My professional goal this year is to ensure that the intervention I am providing to our students matches expectations for mastery of the classroom curriculum.


I want to share some tidbits from an article by Lissa Power-deFur, PhD, a professor for communication sciences and disorders at Longwood University. The article appeared in the most recent issue of the ASHA (American Speech-Language Hearing Association) Leader, the professional publication that releases new research and pertinent information for Speech-Language Pathologists and Audiologists.

Language development and proficiency is so closely linked to expectations for mastery of academic curriculum.  This is exactly why I believe so strongly that speech/language intervention must be aligned with what students are expected to know to be successful at each grade level.

To illustrate this point, here is an example of a Kindergarten Common Core Standard for Reading:

Students should be able to “count, pronounce, blend, and segment syllables in spoken words.”

“Follow agreed-upon rules for discussions (e.g., listening to others and taking turns speaking about the topics and texts under discussion).”

As Dr. Power-deFur points out, mastery of these standard will be particularly difficult for kids with

  • articulation disorders (“pronounce syllables”)
  • pragmatic disorders (“agreed-upon rules for discussions”)
  • fluency (“speaking about the topics”)

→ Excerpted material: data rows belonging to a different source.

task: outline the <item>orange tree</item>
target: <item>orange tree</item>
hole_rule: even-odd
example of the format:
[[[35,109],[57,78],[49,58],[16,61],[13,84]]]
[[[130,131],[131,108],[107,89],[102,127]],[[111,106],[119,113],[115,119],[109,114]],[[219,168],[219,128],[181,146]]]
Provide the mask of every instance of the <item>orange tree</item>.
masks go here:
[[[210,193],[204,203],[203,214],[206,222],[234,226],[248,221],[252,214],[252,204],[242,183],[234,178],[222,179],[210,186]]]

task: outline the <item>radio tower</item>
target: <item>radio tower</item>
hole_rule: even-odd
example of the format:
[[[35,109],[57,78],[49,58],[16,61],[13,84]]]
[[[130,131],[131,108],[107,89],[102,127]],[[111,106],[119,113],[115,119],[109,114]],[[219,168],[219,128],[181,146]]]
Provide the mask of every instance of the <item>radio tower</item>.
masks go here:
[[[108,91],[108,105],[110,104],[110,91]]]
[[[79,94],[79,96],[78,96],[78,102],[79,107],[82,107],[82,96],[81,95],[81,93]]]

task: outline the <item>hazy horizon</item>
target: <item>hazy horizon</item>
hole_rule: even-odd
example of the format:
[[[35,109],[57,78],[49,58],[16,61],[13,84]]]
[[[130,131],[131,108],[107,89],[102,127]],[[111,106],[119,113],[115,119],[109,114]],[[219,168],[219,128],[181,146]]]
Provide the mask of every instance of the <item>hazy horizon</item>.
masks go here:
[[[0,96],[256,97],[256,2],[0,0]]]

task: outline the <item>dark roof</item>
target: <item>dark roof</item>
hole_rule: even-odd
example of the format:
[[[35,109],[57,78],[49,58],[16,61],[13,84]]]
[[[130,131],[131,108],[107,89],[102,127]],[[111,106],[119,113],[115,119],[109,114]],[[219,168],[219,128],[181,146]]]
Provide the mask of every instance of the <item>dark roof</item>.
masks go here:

At all levels, the academic expectations are inextricable from the demands  of speech and language.  Each standard can be analyzed for the role that both expressive and receptive language skills play as students work to master the standard.   For this reason,  Dr. Power-deFur advocates for the importance of tailoring Speech and Language Intervention for kids with communication disorders.

Another interesting point is that according to R.J. Marazano’s research (2004), when children are learning new words, they need 6 to 10 exposures to a word in context in order to retain it.   Furthermore, students with learning disabilities have only an 8% chance of learning a new word from context alone.  Most of the new vocabulary students are expected to learn come from the content areas (reading, social studies, science), making it that much more important that students who have Speech & Language goals related to vocabulary growth are directly linked to classroom standards and curriculum.

This year I am addressing the demands of the curriculum for our students who have delayed or disordered language development by attending the weekly 2nd grade planning meetings and writing all IEP goals based on the Common Core State Standards for each grade level.   Also, in order to support the rigorous phonics curriculum in Kindergarten, The Sounds in Motion program is in full effect in Ms. Probst classroom.  We are implementing this program in Ms. Rivera’s classroom next week in order to scaffold phonemic awareness skills for our English Language Learners.

A special thank you to our literacy coach, Stacey Sotirhos, for being an incredible mentor, resource and liaison between our Speech & Language program and the classroom.